Most equity award plans that I come across include a statement of the plan’s purposes.  I haven’t tended to give these provisions a whole lot of thought, but an opinion issued yesterday by the Ninth Circuit Court of Appeal makes it clear that a plan’s purpose clause can be very important indeed.  The case arose from the retirement of the plaintiff, a Mr. Foster Rich, from Booz Allen Hamilton, Inc. (BAH).  While working at BAH, Mr. Rich participated in the company’s stock rights plan (SRP) pursuant to which he was granted the right to purchase BAH shares.  When Mr. Rich retired from BAH, he had accumulated 30,500 shares.  BAH then exercised its right to repurchase those shares and paid Mr. Rich $4,507,900, or $147.80 per share.  That is a lot of money, but a little over a year later BAH sold a portion of its business to The Carlyle Group and holders of BAH stock received $763 per share. Because Mr. Rich was no longer a BAH shareholder, he did not receive any compensation from that transaction.  Presumably, Mr. Rich would have received $23,271,500 had his shares not been repurchased.  It seems that while Mr. Rich became wealthy under the SRP, he didn’t become nearly as wealthy as others.

Mr. Rich sued alleging breach of contract and Employee Retirement Income Security Act (“ERISA”) claims.

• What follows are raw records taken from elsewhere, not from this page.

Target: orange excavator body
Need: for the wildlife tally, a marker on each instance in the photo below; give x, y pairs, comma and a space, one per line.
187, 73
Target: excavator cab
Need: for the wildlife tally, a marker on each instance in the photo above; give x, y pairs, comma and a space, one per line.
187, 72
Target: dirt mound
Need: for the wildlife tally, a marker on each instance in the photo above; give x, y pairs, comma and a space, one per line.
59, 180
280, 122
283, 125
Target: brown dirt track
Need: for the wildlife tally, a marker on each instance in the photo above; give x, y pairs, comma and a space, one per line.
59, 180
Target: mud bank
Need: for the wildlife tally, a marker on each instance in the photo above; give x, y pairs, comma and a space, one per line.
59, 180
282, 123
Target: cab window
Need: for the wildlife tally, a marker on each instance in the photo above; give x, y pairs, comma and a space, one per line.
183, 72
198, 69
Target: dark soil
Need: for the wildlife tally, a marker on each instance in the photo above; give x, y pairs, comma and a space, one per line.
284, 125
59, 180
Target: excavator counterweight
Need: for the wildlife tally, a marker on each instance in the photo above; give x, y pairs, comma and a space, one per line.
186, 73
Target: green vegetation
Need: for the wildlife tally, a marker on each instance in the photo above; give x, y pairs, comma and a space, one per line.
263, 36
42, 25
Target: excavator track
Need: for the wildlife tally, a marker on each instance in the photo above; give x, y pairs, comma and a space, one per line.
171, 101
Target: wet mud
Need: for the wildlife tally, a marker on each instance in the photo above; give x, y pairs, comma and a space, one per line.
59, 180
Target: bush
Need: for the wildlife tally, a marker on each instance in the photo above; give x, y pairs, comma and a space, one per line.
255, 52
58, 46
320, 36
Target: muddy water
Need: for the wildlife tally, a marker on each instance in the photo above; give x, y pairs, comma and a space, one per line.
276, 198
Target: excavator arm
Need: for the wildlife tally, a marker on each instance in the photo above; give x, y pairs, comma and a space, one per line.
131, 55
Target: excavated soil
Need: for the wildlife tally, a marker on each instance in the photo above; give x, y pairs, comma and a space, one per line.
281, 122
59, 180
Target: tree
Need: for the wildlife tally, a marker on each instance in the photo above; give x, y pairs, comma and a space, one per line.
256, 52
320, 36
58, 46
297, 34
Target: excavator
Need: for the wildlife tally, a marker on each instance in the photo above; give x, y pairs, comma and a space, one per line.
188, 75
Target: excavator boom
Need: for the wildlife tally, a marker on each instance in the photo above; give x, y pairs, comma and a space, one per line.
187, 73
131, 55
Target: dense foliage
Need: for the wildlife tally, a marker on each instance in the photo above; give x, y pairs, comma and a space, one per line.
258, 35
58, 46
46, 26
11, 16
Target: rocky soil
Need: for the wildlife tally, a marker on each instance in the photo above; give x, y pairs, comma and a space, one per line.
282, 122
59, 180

The 9th Circuit did not agree with Mr. Rich and upheld that the plan was not subject to ERISA (more details can be read in that blog). In arriving at their conclusion, they turned to the “purpose” of the plan as defined by the plan, and corroborating actions and communications within the company that further supported the stated purpose. That plan’s purpose was defined as “to provide incentives for [BAH] Officers to continue to serve as employees of the Company and its subsidiaries.”  Sound familiar? That’s not too far off from the Equity Incentive Plan purpose language above, right? It appears that, in this case, it was the plan’s own language that played a significant role in helping the 9th Circuit decide to uphold that the plan was not subject to ERISA (and therefore the former employee was not entitled to further gain from the shares post repurchase).

Bishop suggests that this case may be something for companies to consider when responding to item 1(a) on the Form S-8. The choice of words there could be an important factor in helping to clearly define the true intended purpose of a stock plan (“Briefly state the general nature and purpose of the plan, its duration, and any provisions for its modification, earlier termination or extension to the extent that they affect the participants.”) and their corresponding entitlements. This is something for all stock plan drafters to consider. Certainly for those involved in drafting new plans or the S-8 process – even if it’s just reviewing the documents, it’s something to raise as a point of discussion. While your stock plan may not be subject to an ERISA-based challenge, there could certainly be other challenges that arise. That’s why having a clear and solid intention behind all that plan language, supported by administration practices that reiterate and corroborate those intentions, really does matter. It turns out that those many pages of plan terms are important after all.